La montaña y el lago se guiñan el ojo del tiempo. La ciudad, como una serpiente de carne y piedra, retoza o duerme entre el lago y la montaña. Cien siglos de civilización con sus mezquinos afanes no llegan a rasguño en la piel del lago, a rozadura en el pie de la montaña. Pero los corazones de Neuchâtel, por poco que reparen en ello, pueblan con su reflejo el lago y su cielo, el cielo y su lago, inseparables. Y las mujeres de Neuchâtel son hermosas, porque ungen su piel con la sonrisa del lago, porque guardan en sus ojos la luz profunda del lago.

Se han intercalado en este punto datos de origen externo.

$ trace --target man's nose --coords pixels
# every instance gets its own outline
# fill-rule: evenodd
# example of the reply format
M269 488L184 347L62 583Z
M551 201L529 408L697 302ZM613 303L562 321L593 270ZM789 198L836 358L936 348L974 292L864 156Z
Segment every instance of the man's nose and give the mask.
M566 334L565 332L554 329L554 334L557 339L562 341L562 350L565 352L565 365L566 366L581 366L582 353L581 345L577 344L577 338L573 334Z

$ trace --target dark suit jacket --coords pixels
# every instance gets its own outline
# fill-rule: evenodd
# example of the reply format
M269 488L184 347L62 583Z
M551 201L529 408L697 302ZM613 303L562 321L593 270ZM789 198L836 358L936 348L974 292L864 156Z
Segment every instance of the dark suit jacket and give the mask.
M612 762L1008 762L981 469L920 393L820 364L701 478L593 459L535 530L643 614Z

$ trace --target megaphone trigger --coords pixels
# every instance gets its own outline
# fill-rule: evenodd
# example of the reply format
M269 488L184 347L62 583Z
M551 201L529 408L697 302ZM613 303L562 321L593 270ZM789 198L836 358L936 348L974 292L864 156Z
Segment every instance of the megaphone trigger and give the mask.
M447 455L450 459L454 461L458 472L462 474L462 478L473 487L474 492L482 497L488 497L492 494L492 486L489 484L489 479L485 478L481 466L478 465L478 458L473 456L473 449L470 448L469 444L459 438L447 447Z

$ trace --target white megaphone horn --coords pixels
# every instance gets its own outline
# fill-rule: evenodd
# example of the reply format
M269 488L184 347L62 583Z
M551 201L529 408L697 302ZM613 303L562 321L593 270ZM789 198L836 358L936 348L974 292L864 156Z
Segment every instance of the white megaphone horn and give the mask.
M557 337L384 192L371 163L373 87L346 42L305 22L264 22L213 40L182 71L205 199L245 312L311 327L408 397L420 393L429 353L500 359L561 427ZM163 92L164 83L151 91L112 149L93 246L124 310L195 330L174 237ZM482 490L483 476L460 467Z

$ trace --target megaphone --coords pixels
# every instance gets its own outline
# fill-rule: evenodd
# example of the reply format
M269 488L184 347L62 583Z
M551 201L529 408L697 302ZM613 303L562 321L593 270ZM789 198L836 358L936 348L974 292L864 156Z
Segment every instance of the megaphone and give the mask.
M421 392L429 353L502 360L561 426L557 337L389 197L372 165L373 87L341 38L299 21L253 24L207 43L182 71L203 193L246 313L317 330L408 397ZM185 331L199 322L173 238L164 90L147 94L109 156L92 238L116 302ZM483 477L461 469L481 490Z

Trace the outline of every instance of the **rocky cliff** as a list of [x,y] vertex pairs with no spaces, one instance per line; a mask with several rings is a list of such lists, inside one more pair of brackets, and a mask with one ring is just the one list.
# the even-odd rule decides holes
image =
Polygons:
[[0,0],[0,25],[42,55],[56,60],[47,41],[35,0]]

El lago jamás se oculta. Está siempre distinto. Hoy, como nunca. Tiene una imagen para cada mirada. Los Alpes son un sueño difuso y lejano. Ni siquiera las cuatro estructuras de acero y focos, que se yerguen insolentes sobre el estadio como cuatro monumentales matamoscas, alteran la benéfica presencia del lago, inmediata y remota como un temblor.
Yo aprendo mucho mirando al lago. Aprendo, por ejemplo, que el pensamiento es débil, que no hay propósito en la evolución, que el tiempo no es, que la muerte siempre es ajena, que el arte no salva al artista, que la vida está hecha de momentos, que nadie nos puede ayudar, que convendría contemplar más atardeceres, que el amor es jugar al ping pong, hacer una tarta de chocolate, repasar los países y capitales del mundo. Tú a lo mejor aprendes otras cosas, cada quien es cada cual; no digo datos, no: verdades, emociones, certezas íntimas.
Dicen que todo está en internet, y será verdad, pero yo te digo que todo está en el lago. Encontrarlo depende de la manera de navegar. Hazme caso, detente, despójate de la prisa y pregúntale al lago. Contémplalo. Está ahí temblando desde siempre para ti.